Secara domensional, tanah memiliki persebaran secara vertikal dan
horizontal. Persebaran vertikal hanya dipengaruhi oleh jenis tanah.
Sedangkan persebaran secara horizontal disebabkan oleh perbedaan
keadaan iklim, topografi, bahan batuan induk, organisme, dan waktu yang
menyebabkan setaip daerah memiliki jenis dan karakter tanah yang juga
berbeda-beda. Perbedaan jenis tanah juga akan menyebabkan perbedaan
pemanfaatan untuk pertanian karena setiap tanaman memiliki syarat
tumbuh yang berbeda-beda berkaitan dengan sefat dan kerakter tanah.

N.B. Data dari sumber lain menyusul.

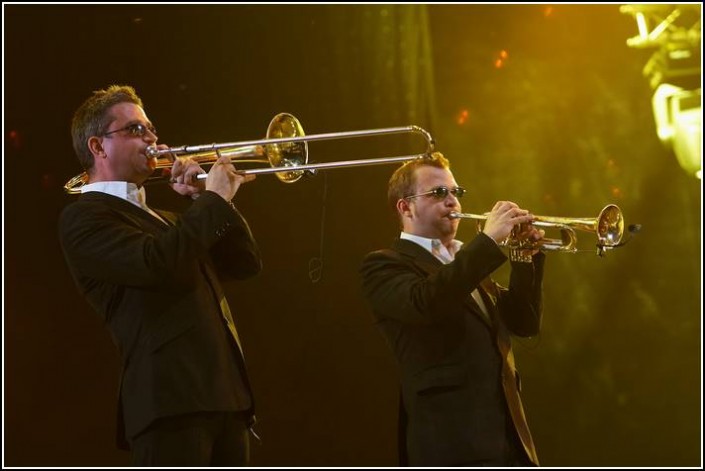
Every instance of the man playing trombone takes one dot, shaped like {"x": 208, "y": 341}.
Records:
{"x": 154, "y": 277}
{"x": 449, "y": 324}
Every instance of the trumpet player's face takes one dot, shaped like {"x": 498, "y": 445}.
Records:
{"x": 124, "y": 145}
{"x": 428, "y": 214}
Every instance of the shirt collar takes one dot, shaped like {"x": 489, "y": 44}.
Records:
{"x": 123, "y": 190}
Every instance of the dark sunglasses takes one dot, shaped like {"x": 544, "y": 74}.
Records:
{"x": 135, "y": 130}
{"x": 441, "y": 192}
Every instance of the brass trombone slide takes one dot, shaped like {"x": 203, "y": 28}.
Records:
{"x": 285, "y": 149}
{"x": 608, "y": 226}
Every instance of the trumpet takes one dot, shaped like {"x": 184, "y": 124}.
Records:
{"x": 285, "y": 149}
{"x": 608, "y": 226}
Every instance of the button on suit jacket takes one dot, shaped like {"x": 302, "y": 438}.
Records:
{"x": 459, "y": 385}
{"x": 157, "y": 288}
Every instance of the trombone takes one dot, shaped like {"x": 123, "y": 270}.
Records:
{"x": 285, "y": 149}
{"x": 608, "y": 226}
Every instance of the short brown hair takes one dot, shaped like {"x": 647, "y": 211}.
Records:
{"x": 403, "y": 181}
{"x": 92, "y": 118}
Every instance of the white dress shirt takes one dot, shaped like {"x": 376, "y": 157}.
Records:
{"x": 441, "y": 252}
{"x": 124, "y": 190}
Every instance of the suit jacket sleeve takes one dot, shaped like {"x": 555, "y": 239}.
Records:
{"x": 104, "y": 244}
{"x": 521, "y": 306}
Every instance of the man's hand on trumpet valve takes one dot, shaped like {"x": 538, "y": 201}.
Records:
{"x": 503, "y": 218}
{"x": 527, "y": 233}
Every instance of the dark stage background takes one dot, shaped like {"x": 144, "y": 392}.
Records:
{"x": 561, "y": 123}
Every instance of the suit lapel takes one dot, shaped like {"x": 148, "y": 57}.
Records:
{"x": 137, "y": 215}
{"x": 429, "y": 264}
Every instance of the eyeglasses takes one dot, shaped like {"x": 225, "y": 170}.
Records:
{"x": 135, "y": 130}
{"x": 441, "y": 192}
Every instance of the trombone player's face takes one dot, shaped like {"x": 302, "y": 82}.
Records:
{"x": 426, "y": 215}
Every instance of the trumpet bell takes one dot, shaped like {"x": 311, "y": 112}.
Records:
{"x": 286, "y": 154}
{"x": 610, "y": 226}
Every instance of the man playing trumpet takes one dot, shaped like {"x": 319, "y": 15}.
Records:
{"x": 449, "y": 324}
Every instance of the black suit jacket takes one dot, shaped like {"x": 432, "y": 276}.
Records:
{"x": 458, "y": 380}
{"x": 157, "y": 288}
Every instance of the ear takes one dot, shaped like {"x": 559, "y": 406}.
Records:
{"x": 404, "y": 208}
{"x": 95, "y": 145}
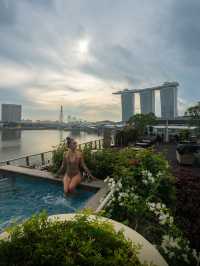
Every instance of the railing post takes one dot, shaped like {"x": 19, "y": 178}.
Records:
{"x": 27, "y": 161}
{"x": 90, "y": 145}
{"x": 42, "y": 159}
{"x": 95, "y": 144}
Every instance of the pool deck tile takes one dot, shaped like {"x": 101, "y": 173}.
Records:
{"x": 45, "y": 174}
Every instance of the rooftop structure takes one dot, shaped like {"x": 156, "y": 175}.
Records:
{"x": 168, "y": 98}
{"x": 11, "y": 113}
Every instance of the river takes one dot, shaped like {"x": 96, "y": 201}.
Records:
{"x": 16, "y": 143}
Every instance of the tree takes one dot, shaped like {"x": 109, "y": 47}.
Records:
{"x": 141, "y": 121}
{"x": 193, "y": 113}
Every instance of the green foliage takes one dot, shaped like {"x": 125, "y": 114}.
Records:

Berdasarkan pada peta hidrogeologi Jawa Tengah dari Direktorat
Geologi Tata Lingkungan Bandung, Penggolongan geologi di wilayah
Kabupaten Sukoharjo dapat dijelaskan sebagai berikut:
a. Alluvium endapan dataran, berbutir kasar hingga sedang (kerikil dan
pasir) dengan sisipan lempung. Kelulusan tinggi sampai sedang.
Daerah ini meliputi: Kecamatan Weru, Bulu, Tawangsari, Sukoharjo,
Nguter, Mojolaban, Grogol dan Polokarto.
b. Endapan vulkanik muda, terdiri dari tufa, lahar, breksi dan lava andesit
sampai basalt. Kelulusan tinggi hingga sedang : berkelulusan tingi
terutama pada lahar dan aliran lava vesikular. Daerah ini meliputi
Kecamatan Polokarto, Mojolaban, Grogol, Baki, Gatak, dan Kartasura.

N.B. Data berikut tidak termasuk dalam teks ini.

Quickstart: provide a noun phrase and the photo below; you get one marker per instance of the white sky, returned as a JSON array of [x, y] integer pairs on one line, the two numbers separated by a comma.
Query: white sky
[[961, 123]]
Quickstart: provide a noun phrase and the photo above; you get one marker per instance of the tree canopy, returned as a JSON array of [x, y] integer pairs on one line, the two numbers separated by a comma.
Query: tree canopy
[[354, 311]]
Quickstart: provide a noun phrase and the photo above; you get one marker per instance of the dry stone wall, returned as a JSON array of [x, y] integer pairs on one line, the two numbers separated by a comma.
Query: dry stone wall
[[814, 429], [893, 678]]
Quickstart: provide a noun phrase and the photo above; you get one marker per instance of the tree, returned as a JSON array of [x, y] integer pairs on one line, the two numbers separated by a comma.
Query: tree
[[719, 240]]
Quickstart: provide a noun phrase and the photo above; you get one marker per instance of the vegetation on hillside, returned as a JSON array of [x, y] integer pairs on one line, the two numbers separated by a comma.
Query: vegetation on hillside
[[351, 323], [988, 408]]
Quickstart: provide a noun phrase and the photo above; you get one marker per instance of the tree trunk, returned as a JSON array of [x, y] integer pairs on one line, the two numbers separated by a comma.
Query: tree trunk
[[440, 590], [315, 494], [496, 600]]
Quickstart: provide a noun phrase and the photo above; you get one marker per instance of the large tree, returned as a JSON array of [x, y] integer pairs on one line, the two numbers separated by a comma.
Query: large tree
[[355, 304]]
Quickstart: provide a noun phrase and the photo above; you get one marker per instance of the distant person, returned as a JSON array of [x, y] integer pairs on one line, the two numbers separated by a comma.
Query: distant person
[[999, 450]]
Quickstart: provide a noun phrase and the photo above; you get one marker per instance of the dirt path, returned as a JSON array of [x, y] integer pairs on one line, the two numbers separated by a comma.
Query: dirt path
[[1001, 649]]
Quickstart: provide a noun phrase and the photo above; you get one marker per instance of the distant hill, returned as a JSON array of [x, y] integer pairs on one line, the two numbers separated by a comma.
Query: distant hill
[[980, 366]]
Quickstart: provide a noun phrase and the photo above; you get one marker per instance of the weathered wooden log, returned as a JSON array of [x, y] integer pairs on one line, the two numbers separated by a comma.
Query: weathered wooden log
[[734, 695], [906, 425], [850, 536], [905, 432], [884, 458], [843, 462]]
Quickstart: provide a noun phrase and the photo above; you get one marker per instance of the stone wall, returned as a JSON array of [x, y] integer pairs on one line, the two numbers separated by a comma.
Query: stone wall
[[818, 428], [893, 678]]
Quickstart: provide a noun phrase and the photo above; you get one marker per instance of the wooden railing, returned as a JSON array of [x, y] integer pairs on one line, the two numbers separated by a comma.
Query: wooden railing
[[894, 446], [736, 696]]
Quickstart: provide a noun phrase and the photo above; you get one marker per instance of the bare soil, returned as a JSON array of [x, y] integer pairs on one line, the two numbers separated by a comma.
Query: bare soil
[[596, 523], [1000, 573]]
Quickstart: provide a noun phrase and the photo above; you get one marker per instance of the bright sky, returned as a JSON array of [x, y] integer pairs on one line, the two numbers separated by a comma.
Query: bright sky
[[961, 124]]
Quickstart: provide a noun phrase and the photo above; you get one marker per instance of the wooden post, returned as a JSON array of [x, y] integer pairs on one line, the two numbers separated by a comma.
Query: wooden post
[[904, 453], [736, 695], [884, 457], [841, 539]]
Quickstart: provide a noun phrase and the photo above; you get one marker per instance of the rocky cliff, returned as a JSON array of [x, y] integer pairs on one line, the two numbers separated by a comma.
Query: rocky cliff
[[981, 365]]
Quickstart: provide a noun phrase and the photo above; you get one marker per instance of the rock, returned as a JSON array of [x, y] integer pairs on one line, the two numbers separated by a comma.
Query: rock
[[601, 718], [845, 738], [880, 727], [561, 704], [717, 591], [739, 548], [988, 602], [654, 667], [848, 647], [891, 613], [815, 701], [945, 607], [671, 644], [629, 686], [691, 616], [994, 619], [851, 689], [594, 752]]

c. Batuan Vulkanik kwarter tua. Kelulusan rendah sampai sedang,
tergantung banyaknya celah-celah. Daerah ini meliputi Kecamatan
Sukoharjo Nguter, Bendosari dan Polokarto.

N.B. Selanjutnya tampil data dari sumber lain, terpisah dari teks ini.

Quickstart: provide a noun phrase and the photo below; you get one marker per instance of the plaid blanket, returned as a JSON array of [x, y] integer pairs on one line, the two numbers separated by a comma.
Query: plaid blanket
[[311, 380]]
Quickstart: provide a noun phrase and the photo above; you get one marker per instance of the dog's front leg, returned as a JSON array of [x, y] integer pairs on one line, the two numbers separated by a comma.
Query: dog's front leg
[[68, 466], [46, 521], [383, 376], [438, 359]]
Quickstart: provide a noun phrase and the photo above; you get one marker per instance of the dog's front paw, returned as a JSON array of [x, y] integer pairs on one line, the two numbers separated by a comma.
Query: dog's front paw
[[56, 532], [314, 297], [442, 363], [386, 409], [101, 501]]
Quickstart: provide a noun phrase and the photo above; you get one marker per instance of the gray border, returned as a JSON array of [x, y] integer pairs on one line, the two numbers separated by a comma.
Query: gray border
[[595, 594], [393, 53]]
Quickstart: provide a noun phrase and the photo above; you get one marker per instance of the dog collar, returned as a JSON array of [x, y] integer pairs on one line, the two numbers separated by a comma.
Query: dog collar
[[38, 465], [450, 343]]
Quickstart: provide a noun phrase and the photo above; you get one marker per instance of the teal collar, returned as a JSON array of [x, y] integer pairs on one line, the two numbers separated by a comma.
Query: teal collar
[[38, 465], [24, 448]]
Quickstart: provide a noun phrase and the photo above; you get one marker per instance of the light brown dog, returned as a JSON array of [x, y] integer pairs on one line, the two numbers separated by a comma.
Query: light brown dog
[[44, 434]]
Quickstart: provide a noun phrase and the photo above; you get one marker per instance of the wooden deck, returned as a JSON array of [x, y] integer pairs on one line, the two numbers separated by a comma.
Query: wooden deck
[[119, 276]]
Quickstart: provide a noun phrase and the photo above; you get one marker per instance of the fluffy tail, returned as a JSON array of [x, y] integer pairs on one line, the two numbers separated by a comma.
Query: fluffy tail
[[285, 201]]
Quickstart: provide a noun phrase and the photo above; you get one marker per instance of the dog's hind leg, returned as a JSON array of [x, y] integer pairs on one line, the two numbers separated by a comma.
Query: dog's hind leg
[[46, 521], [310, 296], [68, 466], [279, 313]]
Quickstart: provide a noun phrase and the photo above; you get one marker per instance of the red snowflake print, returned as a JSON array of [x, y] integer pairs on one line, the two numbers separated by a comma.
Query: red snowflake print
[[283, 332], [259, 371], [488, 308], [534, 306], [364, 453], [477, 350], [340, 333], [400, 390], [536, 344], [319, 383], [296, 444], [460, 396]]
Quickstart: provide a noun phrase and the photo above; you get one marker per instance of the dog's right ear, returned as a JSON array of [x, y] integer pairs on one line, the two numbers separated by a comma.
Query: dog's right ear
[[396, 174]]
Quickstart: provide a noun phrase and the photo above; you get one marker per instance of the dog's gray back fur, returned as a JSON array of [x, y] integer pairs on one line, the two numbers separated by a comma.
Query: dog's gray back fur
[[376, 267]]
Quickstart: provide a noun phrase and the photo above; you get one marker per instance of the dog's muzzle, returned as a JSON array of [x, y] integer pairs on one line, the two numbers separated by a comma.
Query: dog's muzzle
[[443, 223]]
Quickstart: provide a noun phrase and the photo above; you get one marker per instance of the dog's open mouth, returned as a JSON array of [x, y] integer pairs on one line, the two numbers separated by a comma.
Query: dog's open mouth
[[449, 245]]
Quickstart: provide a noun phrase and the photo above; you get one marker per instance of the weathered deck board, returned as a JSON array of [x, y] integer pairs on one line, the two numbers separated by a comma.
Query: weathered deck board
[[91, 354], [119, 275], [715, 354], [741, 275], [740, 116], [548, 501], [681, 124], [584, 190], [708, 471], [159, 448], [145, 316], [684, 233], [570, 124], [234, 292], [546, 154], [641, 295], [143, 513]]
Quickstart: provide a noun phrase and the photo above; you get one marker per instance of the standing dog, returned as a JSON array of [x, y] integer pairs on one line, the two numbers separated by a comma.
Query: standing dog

d. Seri dari campuran endapan vulkanik (Breksi, tufa dan lava) dengan
endapan sedimen marin (batu gamping, napal, serpih, batu pasir dan
konglomerat). Umumnya berkelulusan rendah. Daerah ini meliputi:
Kecamatan Weru dan Baki.
II-9
Sedangkan Jenis tanah yang ada di Kabupaten Sukoharjo dibedakan
atas tanah Alluvial, Latosol, Andosol dan Regosol, tanah Mediteran, serta
tanah Podzolik dan Regosol. Jika dicermati sesuai dengan keterhubungan
antara kedua elemen tersebut maka terdapat penggolongan perwilayahan
yang erat antara keduanya. Lebih jelasnya dapat dilihat pada gambar
berikut.
Dalam rangka memberikan pemanfaatan yang optimal, maka perlu
adanya penggunaan tata guna ruang yang optimal bagi keberlangsungan
lingkungan. Pemanfaatan yang optimal dalam hal kesesuaian kondisi
geologi dan iklim di Indonesia diimplementasikan dengan menggunakan
kriteria sebagaimana tercantum dalam SK Mentan
No.837/KPTS/UM/11/1980 dan menggunakan metode overlay (tumpang
susun) maka bisa diperoleh lahan yang memiliki kesesuaian lahan untuk
kawasan lindung dan budidaya. Berdasarkan analisis overlay antara peta
kesesuaian lahan dan peta eksisting penggunaan lahan diperoleh bahwa
terdapat beberapa ketidak sesuaian antara penggunaan lahan dengan
kesesuaian lahan. Kawasan lindung yang diharapkan dengan fungsi
utama melindungi kelestarian lingkungan hidup yang mencakup sumber
daya alam dan sumberdaya buatan tidak akan bisa menjalankan
perannya sebagaimana mestinya apabila masih ada penggunaan lain
yang bertentangan.
Salah satu faktor yang berpengaruh besar dan juga sangat
dipengaruhi oleh pembangunan adalah faktor sumberdaya alam dan daya
dukung lingkungan, yang sebenarnya merupakan sumberdaya lahan.
II-9
Sumber daya alam dan daya dukung lingkungan ini salah satunya adalah
lingkungan fisik yang merupakan tempat dilaksanakannya pembangunan.
Dari kenyataan tersebut diperlukan adanya keserasian antara
pembangunan yang dilakukan dengan daya dukung fisik. Untuk mencapai
keserasian tersebut, hal yang perlu dilakukan adalah mengetahui
kemampuan daya dukung lingkungan fisik. Dengan diketahuinya daya
dukung lingkungan fisik, maka dapat ditentukan juga kegiatan
pembangunan yang sesuai dengan daya dukung.